Granted, not all combat scenarios let you save your melee weapon. Sometimes, you need to use your baseball bat, pipe, or other melee instrument until it shatters, but immediately upgrading one whenever you get your hands on it is wasteful. Why spend precious materials on a healthy weapon when you can spend them on arrows and shivs? Think about your long-term survival, not short-term gains.
Not distracting enemies and then throwing a Molotov
Since you are hopelessly outnumbered in The Last of Us Part 2, enemies will gladly gang up on you. In fact, they are so confident in their superior numbers that enemies will investigate random noises in large groups. Use that arrogance against them.
If you played the original The Last of Us, you will be pleased to hear that the Molotov tactic still works. If The Last of Us Part 2 is your first foray into the franchise, here's how the tactic works. Essentially, start by tossing a bottle or brick for a distraction. Standard stuff, but here's where things get juicy. When enemies are gathered around the shattered remains of your projectile, light 'em up with a Molotov and let the flaming alcohol do its job. You can take out a ton of enemies with this trick without spending precious bullets.
Alternatively, if you don't have Molotovs, toss out a bomb instead. It's more noisy, but bombs have the same effect. Just use whatever is on hand, and you should make it out in one piece.
Not using slo-mo to make aiming easier
Waiting to fire until you see the whites of someone's eyes is easier said than done in The Last of Us Part 2, and not just because half of your opponents had their eyes dissolved by mutant cordyceps. If enemies don't charge you at speeds that make blind firing your only option, they will duck in and out of cover. It's difficult to conserve ammo when the game throws every trick in the book to make you waste ammo, so why not use a built-in cheat to level the playing field?

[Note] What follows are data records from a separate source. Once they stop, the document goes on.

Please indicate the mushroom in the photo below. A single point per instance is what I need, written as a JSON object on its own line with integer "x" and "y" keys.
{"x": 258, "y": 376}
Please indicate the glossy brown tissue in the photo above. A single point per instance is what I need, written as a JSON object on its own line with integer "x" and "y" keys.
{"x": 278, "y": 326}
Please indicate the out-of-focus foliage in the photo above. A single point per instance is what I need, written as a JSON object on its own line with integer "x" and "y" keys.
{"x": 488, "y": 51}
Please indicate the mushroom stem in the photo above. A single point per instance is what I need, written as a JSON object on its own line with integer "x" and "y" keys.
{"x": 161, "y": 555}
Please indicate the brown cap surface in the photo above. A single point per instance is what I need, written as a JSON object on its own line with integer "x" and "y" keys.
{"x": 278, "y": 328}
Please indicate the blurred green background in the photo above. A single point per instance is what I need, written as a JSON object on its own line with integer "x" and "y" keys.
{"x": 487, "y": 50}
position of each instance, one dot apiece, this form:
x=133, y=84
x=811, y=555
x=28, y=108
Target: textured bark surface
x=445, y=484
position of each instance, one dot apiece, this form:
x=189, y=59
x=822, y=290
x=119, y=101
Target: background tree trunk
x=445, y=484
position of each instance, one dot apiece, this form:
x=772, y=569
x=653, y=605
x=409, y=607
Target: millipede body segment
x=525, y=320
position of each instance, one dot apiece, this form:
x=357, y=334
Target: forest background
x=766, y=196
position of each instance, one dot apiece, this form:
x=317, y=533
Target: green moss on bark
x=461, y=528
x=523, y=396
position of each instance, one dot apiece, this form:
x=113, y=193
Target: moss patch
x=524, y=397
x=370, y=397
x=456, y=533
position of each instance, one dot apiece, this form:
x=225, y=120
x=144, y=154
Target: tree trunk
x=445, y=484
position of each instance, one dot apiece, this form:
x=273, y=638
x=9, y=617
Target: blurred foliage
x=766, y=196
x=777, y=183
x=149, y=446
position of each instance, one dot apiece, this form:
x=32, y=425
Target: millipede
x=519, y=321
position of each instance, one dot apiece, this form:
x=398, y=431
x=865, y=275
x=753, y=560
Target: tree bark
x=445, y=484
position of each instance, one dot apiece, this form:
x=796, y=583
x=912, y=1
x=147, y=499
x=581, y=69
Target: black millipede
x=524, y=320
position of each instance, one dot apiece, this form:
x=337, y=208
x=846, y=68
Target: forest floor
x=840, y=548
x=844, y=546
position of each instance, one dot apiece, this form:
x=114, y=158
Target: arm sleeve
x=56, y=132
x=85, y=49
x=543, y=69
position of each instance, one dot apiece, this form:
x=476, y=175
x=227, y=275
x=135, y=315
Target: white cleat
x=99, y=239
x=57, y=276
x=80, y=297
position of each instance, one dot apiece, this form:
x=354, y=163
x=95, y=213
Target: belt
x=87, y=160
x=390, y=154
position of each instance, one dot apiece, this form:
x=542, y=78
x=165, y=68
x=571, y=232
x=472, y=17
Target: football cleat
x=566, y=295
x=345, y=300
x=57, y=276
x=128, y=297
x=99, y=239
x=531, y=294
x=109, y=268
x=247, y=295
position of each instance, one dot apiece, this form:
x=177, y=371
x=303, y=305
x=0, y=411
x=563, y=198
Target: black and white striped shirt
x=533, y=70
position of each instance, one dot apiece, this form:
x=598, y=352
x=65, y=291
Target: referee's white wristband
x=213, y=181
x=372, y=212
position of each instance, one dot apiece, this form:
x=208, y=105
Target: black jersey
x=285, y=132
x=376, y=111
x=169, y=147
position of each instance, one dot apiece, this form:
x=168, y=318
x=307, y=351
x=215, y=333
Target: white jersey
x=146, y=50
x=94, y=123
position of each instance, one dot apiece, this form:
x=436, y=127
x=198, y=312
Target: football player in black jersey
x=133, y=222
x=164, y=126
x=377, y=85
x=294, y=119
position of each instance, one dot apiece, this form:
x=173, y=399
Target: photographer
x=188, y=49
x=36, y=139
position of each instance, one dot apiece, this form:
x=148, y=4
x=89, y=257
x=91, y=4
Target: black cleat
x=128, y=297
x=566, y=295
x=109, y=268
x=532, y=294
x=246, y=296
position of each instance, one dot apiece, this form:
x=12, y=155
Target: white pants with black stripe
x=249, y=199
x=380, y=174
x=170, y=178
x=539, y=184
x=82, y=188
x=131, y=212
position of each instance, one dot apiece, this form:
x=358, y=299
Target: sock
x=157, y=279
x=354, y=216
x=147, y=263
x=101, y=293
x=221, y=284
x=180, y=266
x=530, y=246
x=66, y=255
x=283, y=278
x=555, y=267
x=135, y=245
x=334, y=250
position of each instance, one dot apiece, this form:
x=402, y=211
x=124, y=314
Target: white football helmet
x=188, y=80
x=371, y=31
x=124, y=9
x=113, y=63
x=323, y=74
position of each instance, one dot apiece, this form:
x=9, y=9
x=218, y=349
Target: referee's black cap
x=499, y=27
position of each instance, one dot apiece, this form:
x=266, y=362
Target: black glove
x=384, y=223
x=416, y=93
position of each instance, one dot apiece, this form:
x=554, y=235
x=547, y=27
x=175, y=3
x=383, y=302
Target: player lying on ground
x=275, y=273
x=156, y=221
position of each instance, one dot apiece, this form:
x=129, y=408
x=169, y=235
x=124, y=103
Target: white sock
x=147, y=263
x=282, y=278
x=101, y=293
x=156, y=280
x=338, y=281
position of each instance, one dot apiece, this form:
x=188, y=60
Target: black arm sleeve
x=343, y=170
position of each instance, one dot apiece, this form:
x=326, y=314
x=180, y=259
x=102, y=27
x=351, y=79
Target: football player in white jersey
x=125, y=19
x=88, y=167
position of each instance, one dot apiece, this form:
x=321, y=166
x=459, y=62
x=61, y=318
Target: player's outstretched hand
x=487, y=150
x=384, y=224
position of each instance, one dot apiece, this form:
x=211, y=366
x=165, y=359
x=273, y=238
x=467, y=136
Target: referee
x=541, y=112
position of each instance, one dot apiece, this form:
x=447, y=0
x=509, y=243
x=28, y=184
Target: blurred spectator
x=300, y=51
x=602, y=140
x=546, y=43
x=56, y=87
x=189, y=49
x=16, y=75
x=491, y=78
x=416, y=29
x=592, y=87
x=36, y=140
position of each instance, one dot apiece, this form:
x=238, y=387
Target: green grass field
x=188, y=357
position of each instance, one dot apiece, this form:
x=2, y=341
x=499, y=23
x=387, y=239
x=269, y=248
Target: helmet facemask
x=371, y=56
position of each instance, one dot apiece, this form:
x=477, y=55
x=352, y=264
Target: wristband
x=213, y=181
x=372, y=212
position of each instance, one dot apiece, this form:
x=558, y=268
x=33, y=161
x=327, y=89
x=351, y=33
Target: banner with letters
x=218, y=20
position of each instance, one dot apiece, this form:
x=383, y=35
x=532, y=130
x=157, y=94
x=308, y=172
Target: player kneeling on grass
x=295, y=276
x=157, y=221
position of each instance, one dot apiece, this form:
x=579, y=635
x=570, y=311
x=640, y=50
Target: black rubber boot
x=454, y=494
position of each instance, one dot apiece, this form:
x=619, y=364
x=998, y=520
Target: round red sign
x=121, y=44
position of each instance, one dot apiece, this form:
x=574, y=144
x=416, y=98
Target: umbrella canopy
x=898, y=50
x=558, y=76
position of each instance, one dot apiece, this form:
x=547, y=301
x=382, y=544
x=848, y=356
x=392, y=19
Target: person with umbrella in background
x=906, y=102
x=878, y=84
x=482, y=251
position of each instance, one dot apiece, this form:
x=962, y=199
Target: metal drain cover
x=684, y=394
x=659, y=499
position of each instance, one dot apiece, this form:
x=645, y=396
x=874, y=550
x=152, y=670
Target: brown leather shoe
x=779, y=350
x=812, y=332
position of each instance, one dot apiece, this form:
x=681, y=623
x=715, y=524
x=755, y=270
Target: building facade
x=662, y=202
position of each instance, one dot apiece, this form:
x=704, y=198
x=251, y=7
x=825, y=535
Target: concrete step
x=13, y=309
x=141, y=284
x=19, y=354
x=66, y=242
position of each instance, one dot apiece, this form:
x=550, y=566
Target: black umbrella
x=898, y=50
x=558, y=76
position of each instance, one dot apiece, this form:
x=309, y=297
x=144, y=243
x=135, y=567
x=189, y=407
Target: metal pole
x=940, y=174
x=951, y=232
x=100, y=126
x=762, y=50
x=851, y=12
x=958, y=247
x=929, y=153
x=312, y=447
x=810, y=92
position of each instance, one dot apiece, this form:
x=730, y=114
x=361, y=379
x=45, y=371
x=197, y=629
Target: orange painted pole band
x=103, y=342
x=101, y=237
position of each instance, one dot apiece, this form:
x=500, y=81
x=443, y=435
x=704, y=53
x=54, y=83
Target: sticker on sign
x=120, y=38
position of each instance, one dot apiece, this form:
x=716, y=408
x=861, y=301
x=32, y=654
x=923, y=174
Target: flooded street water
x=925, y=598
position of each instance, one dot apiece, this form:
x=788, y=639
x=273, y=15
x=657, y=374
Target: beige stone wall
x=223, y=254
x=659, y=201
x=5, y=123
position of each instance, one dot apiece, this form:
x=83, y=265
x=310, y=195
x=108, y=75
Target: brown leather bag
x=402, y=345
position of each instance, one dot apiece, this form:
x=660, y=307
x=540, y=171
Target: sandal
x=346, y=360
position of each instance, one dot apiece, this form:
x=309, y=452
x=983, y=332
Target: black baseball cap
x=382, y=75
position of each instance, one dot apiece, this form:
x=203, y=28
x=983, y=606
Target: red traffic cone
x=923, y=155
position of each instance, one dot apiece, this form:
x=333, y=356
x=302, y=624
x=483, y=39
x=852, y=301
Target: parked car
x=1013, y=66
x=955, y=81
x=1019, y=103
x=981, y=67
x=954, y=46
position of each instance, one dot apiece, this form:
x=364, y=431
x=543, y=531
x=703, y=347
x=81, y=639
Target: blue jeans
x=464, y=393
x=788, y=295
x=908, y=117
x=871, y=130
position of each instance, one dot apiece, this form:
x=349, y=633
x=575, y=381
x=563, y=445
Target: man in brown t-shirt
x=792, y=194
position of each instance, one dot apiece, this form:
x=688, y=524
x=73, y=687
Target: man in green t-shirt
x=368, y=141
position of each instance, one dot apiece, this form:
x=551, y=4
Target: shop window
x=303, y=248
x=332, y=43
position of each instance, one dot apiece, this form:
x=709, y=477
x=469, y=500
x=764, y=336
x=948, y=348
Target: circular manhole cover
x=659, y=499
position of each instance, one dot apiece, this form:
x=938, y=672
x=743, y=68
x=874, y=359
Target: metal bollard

The Last of Us Part 2 features a host of accessibility features, including the option to make the game crawl in slow motion. It's not bullet time slow motion, but it lets you appreciate the game's impeccably motion-captured animations. More importantly, turning on slow motion while aiming gives you a few extra seconds to line up your weapon.
If you can't finish fights without spending all your saved ammo, slow motion combat can help you create the perfect headshot every time, which makes it almost impossible to lose a fight. Ok, not really, but slow motion makes The Last of Us Part 2 feel a tad more forgiving in the combat department.